For all the excitement that a prospective holiday generates in
people, there is a moment that just about all travellers dread. Sure,
some are nervous about the flight, others about the array of flying,
biting, stinging creatures that might feast on them. But all will have
to share with a uniformed official the stomach churning moment of shame
that is the passport photo.
It gets worse. With the increase in photo IDs (train pass, driver's
licence, staff security card) those cringeworthy moments multiply, with
photographic evidence of your squinting, colourless visage increasingly
intruding on your everyday life.
However, Paspic.com hopes to offer a solution. If you can secure one
picture that you are happy with, in which you look young/slim/generously
coiffed enough to be flashed to all and sundry, then Paspic.com will
make you as many copies as you want. Forget those botox injections, this
method of remaining 21 forever is much cheaper.
Paspic.com enables users to register and send in their ID pictures or
upload them digitally for free, so that they can buy as many copies as
they need. It charges 75p for six passport-sized pictures, with a fixed
£1.20 delivery charge. The more ID piccies you order, the more it
saves you, and they are posted to you first class within two working
days.
Yehuda Hecht, who runs the company, is taking all this very seriously,
with trademarks and patent pending, and claims that his company's
process could make the high street photo booth obsolete.
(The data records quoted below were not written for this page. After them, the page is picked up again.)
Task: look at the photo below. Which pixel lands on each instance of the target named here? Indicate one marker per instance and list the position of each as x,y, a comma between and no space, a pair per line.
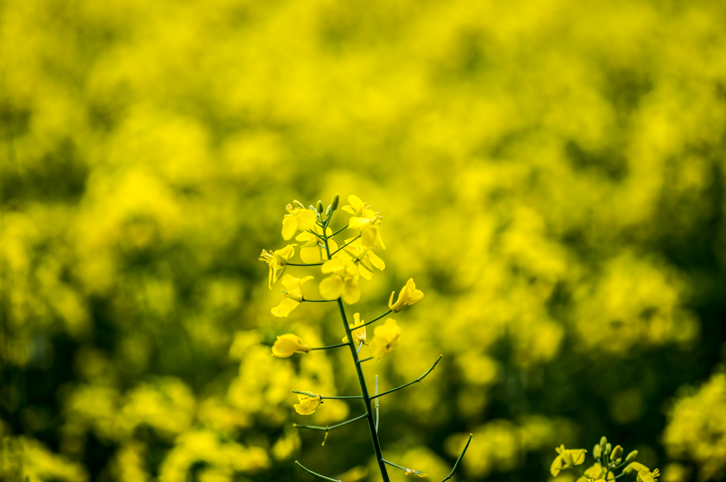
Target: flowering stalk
343,266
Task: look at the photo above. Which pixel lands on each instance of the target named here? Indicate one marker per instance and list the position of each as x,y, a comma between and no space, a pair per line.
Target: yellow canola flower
287,345
311,251
566,459
297,219
386,339
408,296
342,282
277,261
359,336
366,221
644,473
293,295
364,257
307,405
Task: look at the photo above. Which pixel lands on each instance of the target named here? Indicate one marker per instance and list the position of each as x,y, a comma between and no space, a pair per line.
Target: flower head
566,459
386,339
359,335
307,404
277,261
287,345
408,296
342,282
366,221
364,257
293,295
311,251
297,219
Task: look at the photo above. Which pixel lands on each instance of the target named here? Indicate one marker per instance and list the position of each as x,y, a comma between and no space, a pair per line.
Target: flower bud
631,456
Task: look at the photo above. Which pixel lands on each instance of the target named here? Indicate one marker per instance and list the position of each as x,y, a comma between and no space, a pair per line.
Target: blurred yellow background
551,173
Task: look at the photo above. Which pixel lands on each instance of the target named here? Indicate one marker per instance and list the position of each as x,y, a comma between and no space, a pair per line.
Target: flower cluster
607,460
342,267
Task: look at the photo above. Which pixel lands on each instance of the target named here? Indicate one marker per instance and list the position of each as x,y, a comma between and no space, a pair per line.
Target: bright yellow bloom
366,221
408,296
312,251
293,295
566,459
644,473
289,344
359,336
342,282
386,339
297,219
366,258
277,261
307,404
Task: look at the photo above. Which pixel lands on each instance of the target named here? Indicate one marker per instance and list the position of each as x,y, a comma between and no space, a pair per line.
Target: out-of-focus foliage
551,173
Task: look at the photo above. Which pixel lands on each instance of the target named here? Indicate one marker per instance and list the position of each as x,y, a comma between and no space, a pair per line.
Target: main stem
363,387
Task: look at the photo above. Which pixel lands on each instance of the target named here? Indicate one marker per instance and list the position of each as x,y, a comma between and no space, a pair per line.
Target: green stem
410,383
343,397
373,321
339,231
329,346
346,244
329,427
451,474
316,474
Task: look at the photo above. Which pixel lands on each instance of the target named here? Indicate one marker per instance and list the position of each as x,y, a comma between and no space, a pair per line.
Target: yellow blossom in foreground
359,336
342,282
293,295
566,459
386,339
366,221
408,296
311,251
297,219
307,404
366,258
277,261
289,344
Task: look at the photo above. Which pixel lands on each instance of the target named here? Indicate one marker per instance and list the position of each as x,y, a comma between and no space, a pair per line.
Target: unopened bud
631,456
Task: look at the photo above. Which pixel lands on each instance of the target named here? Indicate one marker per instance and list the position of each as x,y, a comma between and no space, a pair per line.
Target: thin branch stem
374,320
330,427
451,474
338,231
316,474
343,397
410,383
329,346
345,245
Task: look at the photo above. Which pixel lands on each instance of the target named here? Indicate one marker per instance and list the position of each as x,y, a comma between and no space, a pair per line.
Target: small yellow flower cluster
607,460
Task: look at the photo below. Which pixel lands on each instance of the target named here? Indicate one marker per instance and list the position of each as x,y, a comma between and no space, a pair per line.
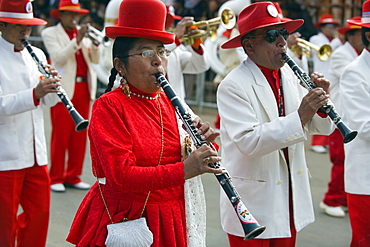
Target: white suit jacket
252,136
184,60
62,54
319,40
340,58
21,122
355,96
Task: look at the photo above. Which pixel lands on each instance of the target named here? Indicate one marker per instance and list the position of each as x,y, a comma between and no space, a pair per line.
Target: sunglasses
161,52
272,35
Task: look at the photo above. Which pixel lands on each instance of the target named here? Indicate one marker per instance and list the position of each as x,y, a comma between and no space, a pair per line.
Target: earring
125,87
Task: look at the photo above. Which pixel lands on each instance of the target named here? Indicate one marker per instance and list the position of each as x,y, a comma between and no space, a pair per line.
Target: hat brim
33,21
55,12
318,24
359,23
117,31
289,25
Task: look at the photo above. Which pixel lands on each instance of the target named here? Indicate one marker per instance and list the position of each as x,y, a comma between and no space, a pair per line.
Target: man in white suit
72,54
265,118
335,198
354,91
24,178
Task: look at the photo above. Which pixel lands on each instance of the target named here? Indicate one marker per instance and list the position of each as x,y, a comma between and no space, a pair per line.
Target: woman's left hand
204,129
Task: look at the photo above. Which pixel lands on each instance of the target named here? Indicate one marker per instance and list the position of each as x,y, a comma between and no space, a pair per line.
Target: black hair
365,41
121,47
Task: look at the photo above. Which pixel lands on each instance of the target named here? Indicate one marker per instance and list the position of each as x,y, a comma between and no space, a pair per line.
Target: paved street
326,231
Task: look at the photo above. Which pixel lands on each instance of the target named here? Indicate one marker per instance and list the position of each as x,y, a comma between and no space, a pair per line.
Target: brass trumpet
97,36
227,19
304,47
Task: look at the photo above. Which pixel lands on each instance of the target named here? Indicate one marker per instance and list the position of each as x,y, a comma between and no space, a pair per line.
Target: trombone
227,19
304,47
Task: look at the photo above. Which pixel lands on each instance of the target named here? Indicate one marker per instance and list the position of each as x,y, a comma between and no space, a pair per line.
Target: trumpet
304,47
226,19
97,36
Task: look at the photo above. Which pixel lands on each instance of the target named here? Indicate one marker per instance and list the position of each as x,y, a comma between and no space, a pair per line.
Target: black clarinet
79,121
250,225
328,108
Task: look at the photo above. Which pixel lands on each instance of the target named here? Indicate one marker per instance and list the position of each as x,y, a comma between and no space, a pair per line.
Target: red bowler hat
141,19
326,19
171,17
68,5
349,26
18,12
258,15
365,20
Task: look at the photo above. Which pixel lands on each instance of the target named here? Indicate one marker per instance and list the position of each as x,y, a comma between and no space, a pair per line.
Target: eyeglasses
150,53
273,35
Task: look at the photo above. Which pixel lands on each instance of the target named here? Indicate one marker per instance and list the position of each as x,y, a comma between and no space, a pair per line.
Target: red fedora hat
326,19
141,19
68,5
349,26
18,12
259,15
365,20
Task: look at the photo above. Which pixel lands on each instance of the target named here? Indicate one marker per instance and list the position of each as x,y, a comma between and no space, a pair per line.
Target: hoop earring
125,87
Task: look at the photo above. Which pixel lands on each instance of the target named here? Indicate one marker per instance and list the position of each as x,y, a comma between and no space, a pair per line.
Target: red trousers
29,188
319,140
65,141
359,217
336,196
As a previous
backer of the business was Photo-Me, and considering that the photos
need to be taken in the first place, it seems a grand statement to make,
but Hecht is clearly ambitious.
"Every year around two-and-a-half million ID photos are taken in the
world, and most of those in front of the camera are unhappy with them,"
he jokes. "Our service is unique because we print the invoice, the
address and the photos all on the same sheet, which saves a lot of
money, and it all fits through the letterbox."
The company's marketing will be based online, and is being handled by
web site promotion firm Scotti.co.uk. However, professional
photographers need not lock up their dark rooms just yet. They can
upload photos to the site for customers and split the cash with
Paspic.com. Users will be charged £4, with £3.25 in
royalties going to the photographer.
"There is going to be a fair amount of hard copies sent because people
have photos they like and want to reproduce," says Hecht. "But in the
long term, more and more people will have digital cameras."
Paspic.com is now on the hunt for partners, and has initiated an
affiliate programme offering a 10 per cent commission, which currently
includes ClubSMS.co.uk. With such sites targeting a younger audience,
Hecht sees Paspic.com as a real benefit to students, who will need their
faces immortalised for NUS cards, young person railcards and library
IDs.
"If two students group together it would save them money," he
explains.
"But it's not only for students. At the end of the day, such a photo is
a commodity. Everyone needs a passport."